14 Sep Why Virginia Is Underrated
There are a lot of renowned travel destinations within the U.S. Big cities like New York, Chicago, Los Angeles, and Miami bring tourists to all different parts of the country; the Pacific Northwest and American Southwest attract nature lovers; and beautiful beaches in several coastal states (not to mention Hawaii!) are always popular draws. But there are also pockets of the country that probably don’t get the attention they deserve from travelers, whether within the U.S. or from abroad.
One such area is the state of Virginia, which we think is one of the best states to visit. While there may not be one overarching reason to travel there, like Las Vegas is for Nevada, or Chicago for Illinois, this is a wonderful state with a lot to offer. These are just a few reasons it’s an underrated travel destination.
We tend to associate preserved historical areas with middle school class trips and the like, and to be sure that’s true of historic, colonial Williamsburg as well. There’s definitely an educational aspect to this destination, and some may find that it’s all a bit too pageant-like. But for those who are interested in history and/or fascinated by the era of the colonies and the American Revolution, it’s still a lot of fun to visit. You can take tours of neighborhoods, see buildings that have been either preserved or recreated from the 18th century, and get a genuine feel for what life may have been like for Virginia colonists. There are also a lot of fun old timey restaurants, and in fact there’s even a pub crawl – so rest assured, this area isn’t just for young students!
Somehow, Virginia is often neglected as a beach destination, despite being just north of North Carolina – which has a reputation for some of the best beaches in the country! Furthermore, Virginia Beach is in the southern portion of the state, which makes it more or less an extension of the quality North Carolina beaches. The area is just a lot of fun. There’s a very long public shoreline, an awesome aquarium, the Cape Henry Lighthouse, and even the sight that marks the arrival of the Jamestown settlers back in the early-17th century. It’s a terrific all-around beach town.

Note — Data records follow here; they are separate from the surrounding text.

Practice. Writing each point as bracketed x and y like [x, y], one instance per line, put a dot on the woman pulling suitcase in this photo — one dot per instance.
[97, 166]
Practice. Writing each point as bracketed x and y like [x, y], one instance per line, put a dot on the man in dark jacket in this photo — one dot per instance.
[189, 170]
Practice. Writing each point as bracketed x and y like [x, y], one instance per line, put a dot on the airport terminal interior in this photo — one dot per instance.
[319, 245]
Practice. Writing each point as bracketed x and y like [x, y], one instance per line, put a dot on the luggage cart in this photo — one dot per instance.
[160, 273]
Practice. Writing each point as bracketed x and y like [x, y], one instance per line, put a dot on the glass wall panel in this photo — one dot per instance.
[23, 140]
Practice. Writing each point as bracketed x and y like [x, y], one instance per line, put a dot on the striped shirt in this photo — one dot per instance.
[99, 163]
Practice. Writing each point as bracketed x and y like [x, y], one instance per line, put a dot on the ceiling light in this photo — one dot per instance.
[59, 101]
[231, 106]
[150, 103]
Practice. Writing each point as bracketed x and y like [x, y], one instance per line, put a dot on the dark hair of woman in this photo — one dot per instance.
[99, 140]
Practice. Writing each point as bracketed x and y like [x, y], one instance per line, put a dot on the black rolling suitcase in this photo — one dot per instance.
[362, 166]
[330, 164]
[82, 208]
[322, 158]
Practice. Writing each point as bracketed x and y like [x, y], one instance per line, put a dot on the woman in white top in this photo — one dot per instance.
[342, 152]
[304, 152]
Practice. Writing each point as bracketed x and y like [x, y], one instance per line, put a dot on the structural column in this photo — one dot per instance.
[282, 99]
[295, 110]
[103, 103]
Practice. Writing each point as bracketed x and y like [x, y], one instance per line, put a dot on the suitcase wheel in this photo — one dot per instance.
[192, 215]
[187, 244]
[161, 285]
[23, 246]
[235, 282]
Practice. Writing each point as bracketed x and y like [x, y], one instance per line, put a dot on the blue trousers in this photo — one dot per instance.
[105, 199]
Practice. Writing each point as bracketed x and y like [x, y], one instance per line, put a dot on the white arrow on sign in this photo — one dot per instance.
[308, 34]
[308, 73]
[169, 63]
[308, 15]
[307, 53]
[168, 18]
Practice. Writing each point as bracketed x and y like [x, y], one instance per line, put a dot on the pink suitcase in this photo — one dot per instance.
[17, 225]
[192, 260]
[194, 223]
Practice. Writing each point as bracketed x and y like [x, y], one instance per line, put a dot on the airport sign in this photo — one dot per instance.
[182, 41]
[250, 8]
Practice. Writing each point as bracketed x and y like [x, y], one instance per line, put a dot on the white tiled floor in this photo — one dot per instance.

Sometimes a college town is well worth visiting just for its charm factor. It’s why Ann Arbor (home of the University of Michigan) has become a major draw in Michigan, and it’s why you may be surprised by the appeal of Iowa City (home of the University of Iowa) if you ever make it there. Charlottesville is another such city, and in fact has been referred to as one of the most charming cities in the entire country. Granted, it’s been in the news for some awful things in the summer of 2017, but that shouldn’t stain the reputation of the city itself. This is a beautiful town near the Blue Ridge Mountains, featuring historical sites, shop-lined walking avenues, the lovely University of Virginia, and even a few wineries.
(Possible) Casino Venues
I’m getting a little bit ahead of the curve on this one, because at the time of this writing Virginia is not among America’s few casino destinations. But we’ve seen how casinos can draw tourists to places like Atlantic City, Las Vegas, and even Connecticut, and Virginia may soon be on that list. That’s because Virginia’s senate is moving to confirm poker as a game of skill, which is to say not an illegal gambling activity. This wouldn’t immediately lead to full-fledged casino venues, but if successful the legislation would likely lead to poker venues springing up – perhaps at Virginia Beach and other popular tourism areas. Stay tuned, because this could make a dynamic state even more appealing to tourists.
Shenandoah National Park
Finally, Virginia is also underrated for its natural beauty. The Blue Ridge Mountains spread through the western part of the state, and make for gorgeous hikes, drives and you can even go camping in Virginia. The Skyline Drive cuts right through the mountains, offering tremendous views, as well as several areas where you can start a hike or even go camping. If you do decide to visit Virginia and you want to include exploration of the Shenandoah National Park area, I’d recommend going during the fall, when the changing leaves make the views all the more impressive.